Il coinvolgimento delle classi è stato impegnativo: quattro lezioni in cui è stato analizzato il monastero come prototipo di vita comunitaria, ma anche aziendale. Non dimentichiamo che Ora et Labora è proprio uno dei motti benedettini in cui si coniugano le attenzioni per l’interiorità e l’equilibrio personale con quelle per la produzione e il benessere che nasce anche da un sano approccio al lavoro. Da sempre l’attività lavorativa è per i benedettini fonte di ispirazione, condivisione delle problematiche e delle soluzioni, capacità di guida e valorizzazione, metodo per l’autoconoscenza e la realizzazione personale.

«Gli studenti – continua Polvara – si sono lasciati guidare in questa ricerca scoprendo come l’identità umana debba venire al primo posto e come le relazioni che ne conseguono possono creare processi virtuosi nella vita personale e in quella del lavoro. Niente di religioso, ma un processo di identificazione nel quale il sistema valoriale fa la differenza in ogni scelta, studenti o neo lavoratori non conta: è quanto è emerso durante le lezioni e nelle schede di lavoro elaborate in gruppo».

Benedetto con la sua Regola, a quanto pare, ha ancora molto da dire anche per le giovani generazioni e chissà che proprio attraverso questi messaggi non si possano tracciare le linee-guida per una leadership del futuro ispirata a questi valori.

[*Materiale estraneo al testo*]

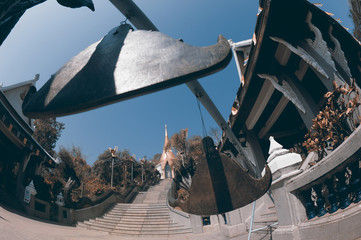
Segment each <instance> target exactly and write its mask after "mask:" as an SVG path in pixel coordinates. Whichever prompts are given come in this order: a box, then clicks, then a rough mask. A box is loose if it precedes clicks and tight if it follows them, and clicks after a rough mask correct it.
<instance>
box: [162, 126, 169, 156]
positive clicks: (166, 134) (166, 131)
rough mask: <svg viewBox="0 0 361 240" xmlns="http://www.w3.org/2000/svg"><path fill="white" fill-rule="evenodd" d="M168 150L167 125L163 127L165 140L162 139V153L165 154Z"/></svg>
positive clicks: (167, 136) (167, 135) (168, 142)
mask: <svg viewBox="0 0 361 240" xmlns="http://www.w3.org/2000/svg"><path fill="white" fill-rule="evenodd" d="M169 149H170V142H169V138H168V131H167V124H166V125H165V138H164V147H163V152H167V151H168V150H169Z"/></svg>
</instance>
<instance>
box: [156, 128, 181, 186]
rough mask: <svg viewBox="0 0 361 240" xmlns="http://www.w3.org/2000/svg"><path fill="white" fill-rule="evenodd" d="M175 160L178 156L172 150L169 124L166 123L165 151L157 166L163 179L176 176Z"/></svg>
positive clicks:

Ora i ragazzi del Badoni, con l’aiuto del professor Valerio Sala, sono alle prese con l’elaborazione di quanto è emerso durante gli incontri per arrivare alla creazione di un e-book, una testimonianza operativa duratura e facilmente distribuibile “in rete” che possa coinvolgere e incuriosire anche altri, giovani e non, che magari ancora non conoscono le potenzialità della Regola benedettina.

Grande attesa è poi riservata alla giornata di lavori “sul campo” presso l’Abbazia benedettina di Praglia (Padova), che il prossimo 19 novembre concluderà il ciclo “La Regola benedettina come modello di management”. Qui gli studenti incontreranno l’Abate (le domande e la curiosità sono veramente tante) e si cimenteranno in una giornata all’insegna del lavoro comune, dello spirito di gruppo, del silenzio e della voglia di imparare dalla Regola quello che può rendere il loro domani più consapevole.